Fig.1: Intenal layers in the first 70 m of ice
Reflections from the inner layers of the ice sheet have played a very important role in glaciological exploration. Since the first RES observations were collected, a large number of reflections have appeared on radar-grams in the interval between the surface and the bedrock. They usually show a large variation in reflectivity, a high correlation with the main bedrock morphologies and less evidence towards the surface (Fig. 1) where bedrock conformations are completely lost. Many sources have been identified for these internal reflections: volcanic dust, variation in acidity, changes in the size or shape of air bubbles within the ice, variation in the orientation and density of ice crystals, paleo surfaces (such as crusts different from contiguous stratifications), layers of liquid water, etc. These layers are important because their continuity is assumed to represent a layer that was laid down in the same epoch of time, i.e. isochronous. The integrity of the layers makes it possible to follow the epoch and sometimes even the year of their formation. For example, notable eruptive events that have thrown enormous quantities of dust into the atmosphere, which is then found deposited in a layer, constitute a temporal 'marker' that can be placed on a precise date, such as the eruption of Vesuvius or Tambora. In other words, it is assumed that the arrival times of the most prominent internal reflections in the radar-gram represent stratification produced by a specific event, and that these layers producing more intense radar reflections are isochronous (Vaughan et al. 1999). Consequently, variations in snow thickness between these reference layers provide information on the variability of snow accumulation.

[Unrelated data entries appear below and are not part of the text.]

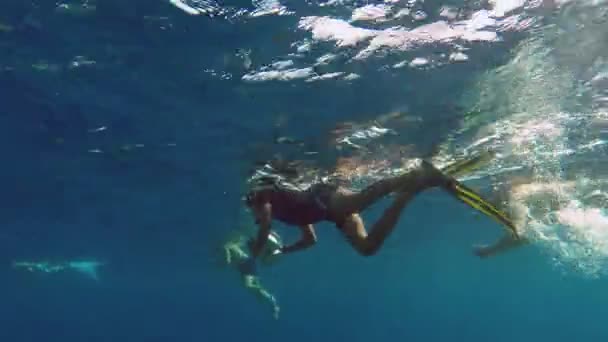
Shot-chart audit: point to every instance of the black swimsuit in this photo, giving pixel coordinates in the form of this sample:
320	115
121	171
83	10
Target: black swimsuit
299	207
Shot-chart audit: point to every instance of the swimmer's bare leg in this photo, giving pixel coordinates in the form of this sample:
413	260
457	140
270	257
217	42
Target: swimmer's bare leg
252	283
366	244
506	243
345	202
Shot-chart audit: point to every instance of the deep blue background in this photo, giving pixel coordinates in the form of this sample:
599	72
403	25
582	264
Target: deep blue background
156	214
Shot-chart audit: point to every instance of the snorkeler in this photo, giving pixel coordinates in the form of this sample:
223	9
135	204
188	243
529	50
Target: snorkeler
329	202
235	255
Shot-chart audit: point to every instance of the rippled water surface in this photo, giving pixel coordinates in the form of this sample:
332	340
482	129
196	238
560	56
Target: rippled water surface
131	130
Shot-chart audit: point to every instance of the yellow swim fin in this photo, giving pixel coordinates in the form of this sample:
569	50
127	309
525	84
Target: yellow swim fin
466	166
474	200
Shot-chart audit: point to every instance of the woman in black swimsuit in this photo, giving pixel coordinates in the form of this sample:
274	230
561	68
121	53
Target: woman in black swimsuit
325	202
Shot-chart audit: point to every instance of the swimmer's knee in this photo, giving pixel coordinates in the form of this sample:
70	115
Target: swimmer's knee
367	249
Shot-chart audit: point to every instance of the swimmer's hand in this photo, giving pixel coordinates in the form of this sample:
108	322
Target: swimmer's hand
248	267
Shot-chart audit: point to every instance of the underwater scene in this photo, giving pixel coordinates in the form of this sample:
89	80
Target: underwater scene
313	170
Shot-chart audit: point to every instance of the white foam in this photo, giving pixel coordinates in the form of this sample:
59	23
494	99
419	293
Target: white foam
370	13
184	7
351	77
458	57
278	75
326	58
280	65
330	29
418	62
502	7
326	76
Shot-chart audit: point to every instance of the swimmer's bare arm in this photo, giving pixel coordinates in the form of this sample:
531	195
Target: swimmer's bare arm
308	239
263	215
505	244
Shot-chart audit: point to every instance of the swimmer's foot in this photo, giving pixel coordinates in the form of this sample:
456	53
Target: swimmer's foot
481	251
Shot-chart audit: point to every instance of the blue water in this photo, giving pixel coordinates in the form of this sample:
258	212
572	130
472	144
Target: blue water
138	158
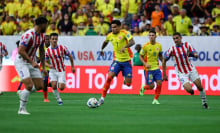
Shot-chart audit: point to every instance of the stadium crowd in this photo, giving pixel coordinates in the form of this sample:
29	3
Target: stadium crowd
92	17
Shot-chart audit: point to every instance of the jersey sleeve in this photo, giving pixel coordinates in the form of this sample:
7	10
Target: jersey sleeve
66	51
25	39
168	53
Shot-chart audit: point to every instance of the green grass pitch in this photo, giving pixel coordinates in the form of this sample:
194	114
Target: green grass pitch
119	114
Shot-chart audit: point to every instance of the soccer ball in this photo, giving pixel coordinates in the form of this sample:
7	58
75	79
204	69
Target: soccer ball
92	103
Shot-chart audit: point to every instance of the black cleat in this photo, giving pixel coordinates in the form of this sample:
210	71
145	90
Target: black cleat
205	106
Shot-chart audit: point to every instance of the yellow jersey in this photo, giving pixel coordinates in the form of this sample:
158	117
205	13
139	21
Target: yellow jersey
150	53
119	41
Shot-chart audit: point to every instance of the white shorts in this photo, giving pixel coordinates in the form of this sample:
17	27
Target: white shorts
60	77
184	78
26	70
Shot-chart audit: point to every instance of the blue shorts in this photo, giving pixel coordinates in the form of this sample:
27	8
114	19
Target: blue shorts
153	75
125	67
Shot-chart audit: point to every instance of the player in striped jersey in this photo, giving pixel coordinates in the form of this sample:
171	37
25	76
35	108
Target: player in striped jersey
3	52
25	62
56	53
184	68
149	55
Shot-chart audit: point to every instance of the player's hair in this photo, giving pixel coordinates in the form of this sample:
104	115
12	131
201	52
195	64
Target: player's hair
177	33
117	22
152	31
41	20
53	34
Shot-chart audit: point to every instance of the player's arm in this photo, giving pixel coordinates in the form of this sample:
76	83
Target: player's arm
104	44
72	63
130	43
42	59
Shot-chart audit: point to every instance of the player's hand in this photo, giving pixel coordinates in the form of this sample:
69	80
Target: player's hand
147	66
45	72
73	69
122	50
101	53
165	77
35	65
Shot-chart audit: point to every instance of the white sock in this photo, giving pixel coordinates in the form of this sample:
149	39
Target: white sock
24	98
56	94
203	96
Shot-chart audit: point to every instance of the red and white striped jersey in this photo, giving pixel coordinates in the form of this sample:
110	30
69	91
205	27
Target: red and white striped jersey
2	50
56	56
31	40
181	59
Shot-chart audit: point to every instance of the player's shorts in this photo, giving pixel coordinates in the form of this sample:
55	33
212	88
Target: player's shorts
153	75
184	78
26	70
125	67
60	77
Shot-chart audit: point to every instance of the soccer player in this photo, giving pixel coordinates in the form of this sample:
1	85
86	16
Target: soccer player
25	62
47	44
184	68
56	53
121	41
3	52
149	55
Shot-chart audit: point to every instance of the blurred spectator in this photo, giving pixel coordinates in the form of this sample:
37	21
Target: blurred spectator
136	31
203	30
136	59
10	8
90	31
149	8
188	5
18	31
102	28
166	8
191	33
146	30
79	17
143	22
135	22
175	10
134	7
24	23
196	25
208	8
21	9
8	26
34	9
182	23
52	29
65	25
106	11
216	13
215	31
156	16
169	26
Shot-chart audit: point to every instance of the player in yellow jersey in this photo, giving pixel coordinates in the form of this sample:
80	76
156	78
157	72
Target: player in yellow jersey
149	55
121	41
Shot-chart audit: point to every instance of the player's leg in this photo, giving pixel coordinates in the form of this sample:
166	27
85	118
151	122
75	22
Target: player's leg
45	88
194	76
113	71
149	82
158	77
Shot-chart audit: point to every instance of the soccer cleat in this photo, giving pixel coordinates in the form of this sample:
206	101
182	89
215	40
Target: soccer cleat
101	101
142	90
59	101
23	111
46	100
205	106
155	101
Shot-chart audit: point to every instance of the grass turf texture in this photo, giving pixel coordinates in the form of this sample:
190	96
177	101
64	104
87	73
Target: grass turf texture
119	114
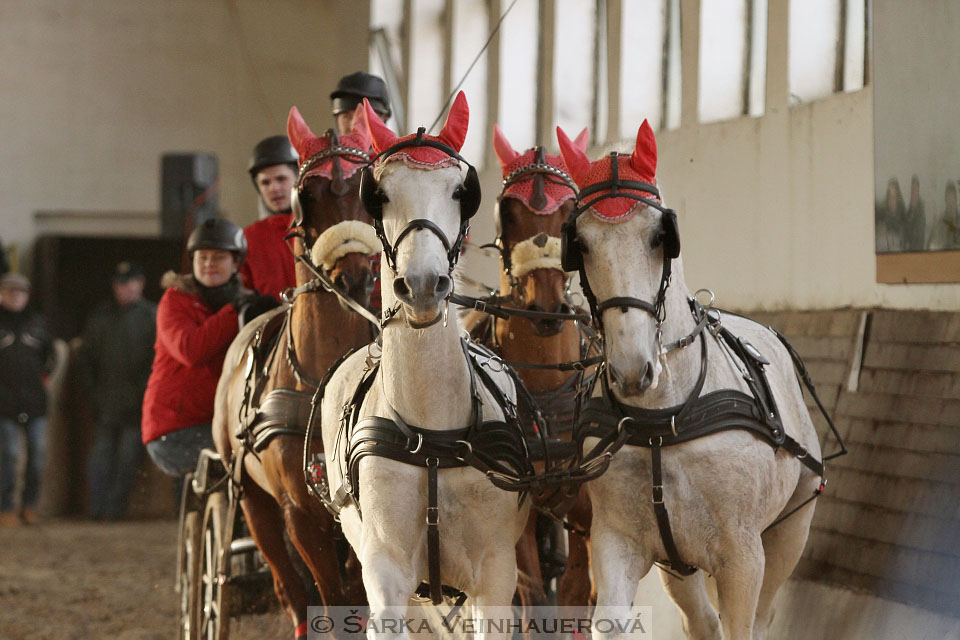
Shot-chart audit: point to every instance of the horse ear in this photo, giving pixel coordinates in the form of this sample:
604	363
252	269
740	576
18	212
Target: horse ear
582	139
297	130
505	151
358	127
454	130
644	158
380	134
573	156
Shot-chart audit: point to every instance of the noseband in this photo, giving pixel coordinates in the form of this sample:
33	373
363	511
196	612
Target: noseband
612	189
463	194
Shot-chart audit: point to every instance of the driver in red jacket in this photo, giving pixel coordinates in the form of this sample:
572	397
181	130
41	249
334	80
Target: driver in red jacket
197	319
269	267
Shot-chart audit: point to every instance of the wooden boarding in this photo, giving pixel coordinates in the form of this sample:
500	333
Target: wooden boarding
889	521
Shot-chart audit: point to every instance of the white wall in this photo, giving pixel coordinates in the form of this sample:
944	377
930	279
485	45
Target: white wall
91	94
777	211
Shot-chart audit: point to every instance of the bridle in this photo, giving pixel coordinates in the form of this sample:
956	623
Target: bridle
373	198
572	248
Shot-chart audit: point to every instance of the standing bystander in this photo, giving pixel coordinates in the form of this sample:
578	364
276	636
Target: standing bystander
115	363
26	357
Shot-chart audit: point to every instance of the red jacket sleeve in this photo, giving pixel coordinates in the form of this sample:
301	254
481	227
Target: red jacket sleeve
189	338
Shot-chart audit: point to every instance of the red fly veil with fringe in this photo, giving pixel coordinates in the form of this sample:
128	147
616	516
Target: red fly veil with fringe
308	145
554	193
640	166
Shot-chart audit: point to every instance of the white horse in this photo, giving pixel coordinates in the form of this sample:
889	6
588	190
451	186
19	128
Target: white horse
424	379
721	490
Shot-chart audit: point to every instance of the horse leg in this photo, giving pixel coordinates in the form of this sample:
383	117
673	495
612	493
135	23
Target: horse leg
530	579
390	581
266	526
618	565
700	620
574	588
739	575
782	548
495	591
311	530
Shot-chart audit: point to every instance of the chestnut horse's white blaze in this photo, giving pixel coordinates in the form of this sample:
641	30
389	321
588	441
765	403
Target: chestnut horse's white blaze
424	377
721	490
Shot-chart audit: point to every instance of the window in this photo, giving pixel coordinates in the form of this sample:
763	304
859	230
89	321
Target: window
643	34
723	59
574	63
814	40
386	21
518	73
426	84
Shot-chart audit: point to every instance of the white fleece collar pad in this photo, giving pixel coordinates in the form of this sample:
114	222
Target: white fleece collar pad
540	252
349	236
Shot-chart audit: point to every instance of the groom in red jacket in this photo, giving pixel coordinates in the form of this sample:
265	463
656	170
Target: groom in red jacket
269	267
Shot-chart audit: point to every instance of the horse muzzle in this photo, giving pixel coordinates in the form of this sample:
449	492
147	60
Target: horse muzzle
422	296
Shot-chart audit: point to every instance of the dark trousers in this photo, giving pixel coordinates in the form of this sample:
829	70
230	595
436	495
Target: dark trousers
35	430
113	466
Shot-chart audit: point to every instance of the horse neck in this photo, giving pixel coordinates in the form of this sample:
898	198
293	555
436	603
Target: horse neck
518	343
322	329
682	366
425	373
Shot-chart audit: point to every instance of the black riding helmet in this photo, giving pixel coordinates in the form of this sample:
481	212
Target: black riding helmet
217	233
352	89
269	152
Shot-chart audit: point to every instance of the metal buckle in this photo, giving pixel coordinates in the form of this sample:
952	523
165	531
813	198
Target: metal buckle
419	444
658	494
469	449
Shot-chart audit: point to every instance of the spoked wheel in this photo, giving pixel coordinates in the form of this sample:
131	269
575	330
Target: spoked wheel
214	592
188	586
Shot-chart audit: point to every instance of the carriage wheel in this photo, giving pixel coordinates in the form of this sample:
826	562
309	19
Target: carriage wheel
214	593
189	585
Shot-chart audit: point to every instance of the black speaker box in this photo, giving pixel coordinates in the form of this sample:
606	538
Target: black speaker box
189	192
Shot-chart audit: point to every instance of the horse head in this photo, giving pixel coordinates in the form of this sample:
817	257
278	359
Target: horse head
625	247
421	204
538	195
328	215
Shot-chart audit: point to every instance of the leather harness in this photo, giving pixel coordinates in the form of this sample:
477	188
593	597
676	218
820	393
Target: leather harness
496	448
615	423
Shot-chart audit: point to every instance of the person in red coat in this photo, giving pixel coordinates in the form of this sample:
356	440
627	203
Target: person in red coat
197	318
269	267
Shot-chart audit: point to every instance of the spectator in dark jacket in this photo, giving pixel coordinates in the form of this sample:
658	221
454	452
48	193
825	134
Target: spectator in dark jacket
26	356
197	319
115	362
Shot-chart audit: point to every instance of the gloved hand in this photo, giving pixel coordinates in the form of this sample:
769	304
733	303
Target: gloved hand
254	305
243	297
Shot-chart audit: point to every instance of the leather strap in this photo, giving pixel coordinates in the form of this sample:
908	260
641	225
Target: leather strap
663	518
433	532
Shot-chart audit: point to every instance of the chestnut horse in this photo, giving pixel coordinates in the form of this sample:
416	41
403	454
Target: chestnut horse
537	197
328	218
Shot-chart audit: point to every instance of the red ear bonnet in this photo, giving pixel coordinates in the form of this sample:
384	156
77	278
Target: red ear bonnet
554	193
453	133
640	166
308	145
574	157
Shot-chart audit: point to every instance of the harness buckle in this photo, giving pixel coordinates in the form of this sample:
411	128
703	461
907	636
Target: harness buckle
658	494
469	449
419	444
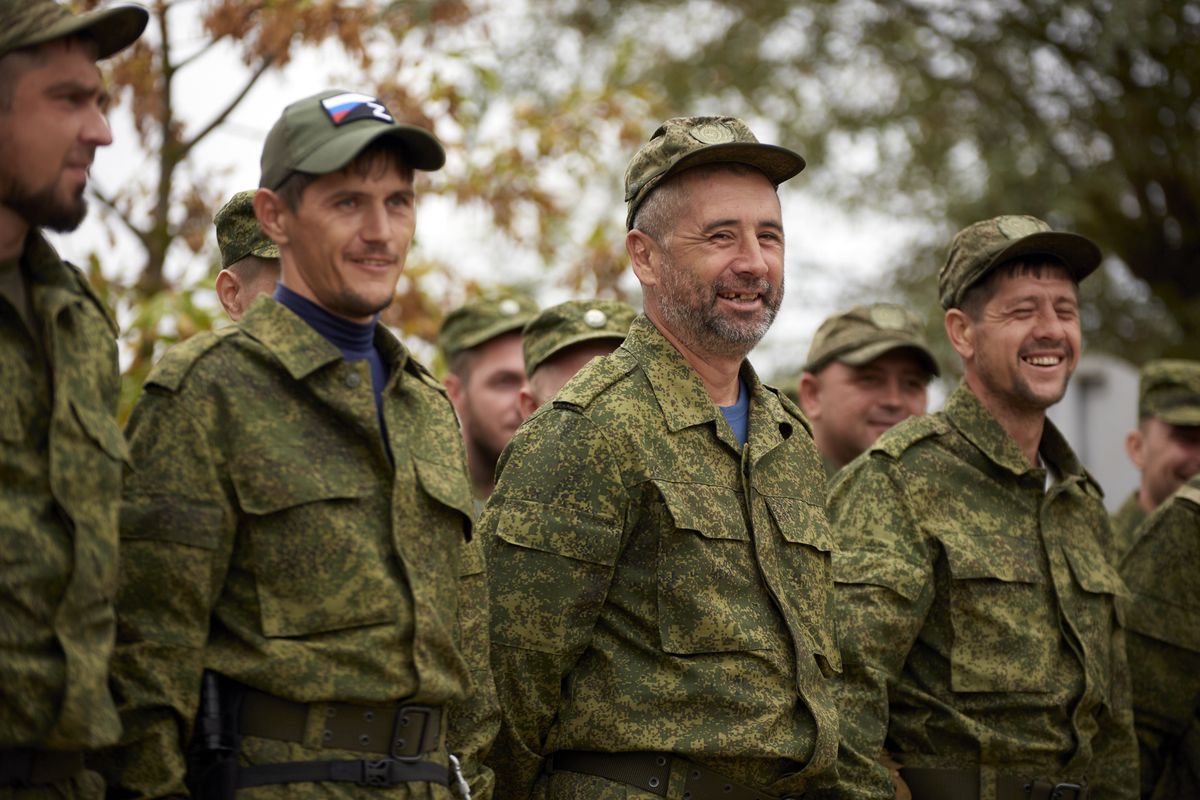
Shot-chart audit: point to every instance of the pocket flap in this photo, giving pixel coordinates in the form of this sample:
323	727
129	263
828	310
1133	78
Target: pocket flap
557	530
713	511
991	555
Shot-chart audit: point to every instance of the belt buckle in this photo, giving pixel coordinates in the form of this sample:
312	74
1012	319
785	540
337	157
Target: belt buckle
399	741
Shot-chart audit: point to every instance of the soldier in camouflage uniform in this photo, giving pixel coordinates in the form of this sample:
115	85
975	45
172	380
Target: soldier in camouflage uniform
1165	446
563	338
481	346
1163	621
868	368
250	262
657	541
976	594
292	535
61	452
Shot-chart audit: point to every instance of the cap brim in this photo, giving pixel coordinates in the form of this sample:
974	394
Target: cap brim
421	150
112	29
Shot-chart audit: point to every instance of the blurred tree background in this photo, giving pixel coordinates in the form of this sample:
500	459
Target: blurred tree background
1085	113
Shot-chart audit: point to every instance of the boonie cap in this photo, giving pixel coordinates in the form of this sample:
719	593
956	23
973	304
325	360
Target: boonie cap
687	142
239	233
484	319
865	332
983	246
571	323
28	23
324	132
1170	390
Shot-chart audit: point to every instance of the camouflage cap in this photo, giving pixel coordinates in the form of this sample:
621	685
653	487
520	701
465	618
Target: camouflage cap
1170	390
687	142
28	23
483	319
573	323
324	132
982	246
238	232
865	332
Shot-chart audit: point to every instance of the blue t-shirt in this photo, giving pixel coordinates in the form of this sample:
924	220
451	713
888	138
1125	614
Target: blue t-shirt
738	415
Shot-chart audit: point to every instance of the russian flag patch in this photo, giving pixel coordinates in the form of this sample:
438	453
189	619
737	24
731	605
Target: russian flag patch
351	106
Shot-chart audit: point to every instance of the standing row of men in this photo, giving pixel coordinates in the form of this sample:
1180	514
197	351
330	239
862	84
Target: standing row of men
660	597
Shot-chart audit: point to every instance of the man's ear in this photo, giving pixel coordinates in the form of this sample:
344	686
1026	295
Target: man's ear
961	332
270	209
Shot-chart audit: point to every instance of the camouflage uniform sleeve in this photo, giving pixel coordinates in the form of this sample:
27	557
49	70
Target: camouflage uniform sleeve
553	529
883	588
177	536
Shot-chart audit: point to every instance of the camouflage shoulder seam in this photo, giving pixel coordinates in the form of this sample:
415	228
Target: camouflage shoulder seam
89	292
898	439
178	361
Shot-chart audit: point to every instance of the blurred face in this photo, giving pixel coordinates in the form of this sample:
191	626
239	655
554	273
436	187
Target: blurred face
1167	455
720	281
345	246
1024	348
51	132
851	405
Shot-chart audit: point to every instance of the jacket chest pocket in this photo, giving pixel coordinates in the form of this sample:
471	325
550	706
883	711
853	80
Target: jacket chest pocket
1005	633
711	597
317	543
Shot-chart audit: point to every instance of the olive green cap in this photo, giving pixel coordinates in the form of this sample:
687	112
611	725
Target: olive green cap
239	233
28	23
985	245
322	133
687	142
865	332
483	319
1170	390
573	323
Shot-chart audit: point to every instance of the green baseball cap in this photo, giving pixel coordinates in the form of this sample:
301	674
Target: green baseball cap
1170	390
865	332
983	246
28	23
573	323
687	142
483	319
324	132
239	233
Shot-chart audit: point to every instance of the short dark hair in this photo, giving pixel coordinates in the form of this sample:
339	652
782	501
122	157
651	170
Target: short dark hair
379	154
978	295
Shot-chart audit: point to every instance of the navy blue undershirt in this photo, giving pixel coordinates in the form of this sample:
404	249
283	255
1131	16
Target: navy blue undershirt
354	340
738	415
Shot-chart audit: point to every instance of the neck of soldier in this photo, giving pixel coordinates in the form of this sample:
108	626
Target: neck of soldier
13	230
718	371
1023	423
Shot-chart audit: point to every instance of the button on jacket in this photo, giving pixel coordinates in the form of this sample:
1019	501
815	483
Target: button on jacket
977	609
267	536
655	587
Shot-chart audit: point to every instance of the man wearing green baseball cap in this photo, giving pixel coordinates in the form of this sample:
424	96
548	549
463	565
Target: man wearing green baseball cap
1165	445
250	262
565	337
297	579
61	452
977	597
658	549
868	370
480	342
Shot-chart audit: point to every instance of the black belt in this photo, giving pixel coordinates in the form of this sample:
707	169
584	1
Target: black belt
652	773
27	767
931	783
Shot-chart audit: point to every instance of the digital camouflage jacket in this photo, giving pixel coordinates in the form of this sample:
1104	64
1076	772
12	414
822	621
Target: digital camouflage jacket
1163	575
61	456
977	611
658	588
267	536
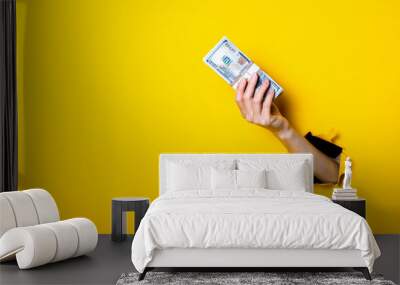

This kind of information is very important in many glaciological issues, like for example the assessment of an ice-drill location (at the same depth, sites where snow accumulation is less, correspond to older deposits). In this context, RES and GPR surveys have been used to investigate the same area at different scale resolutions. RES is mainly used to provide information about the main layer distribution over great distances and depths neglecting shallow small scale details (like wind driven redistribution). On the contrary, GPR is mainly used to analyze the problem of ice-atmosphere interaction in superficial snow redistributions (mega-dune areas, erosion and accumulation driven by surface morphology and prevalent wind direction along the maximum slope direction). In figure 4 a GPR radargram (antenna frequency 200 MHz, investigated depth 70 m) is reported. It shows a very high variation in snow accumulation over relatively short distances due to ice-atmosphere interaction.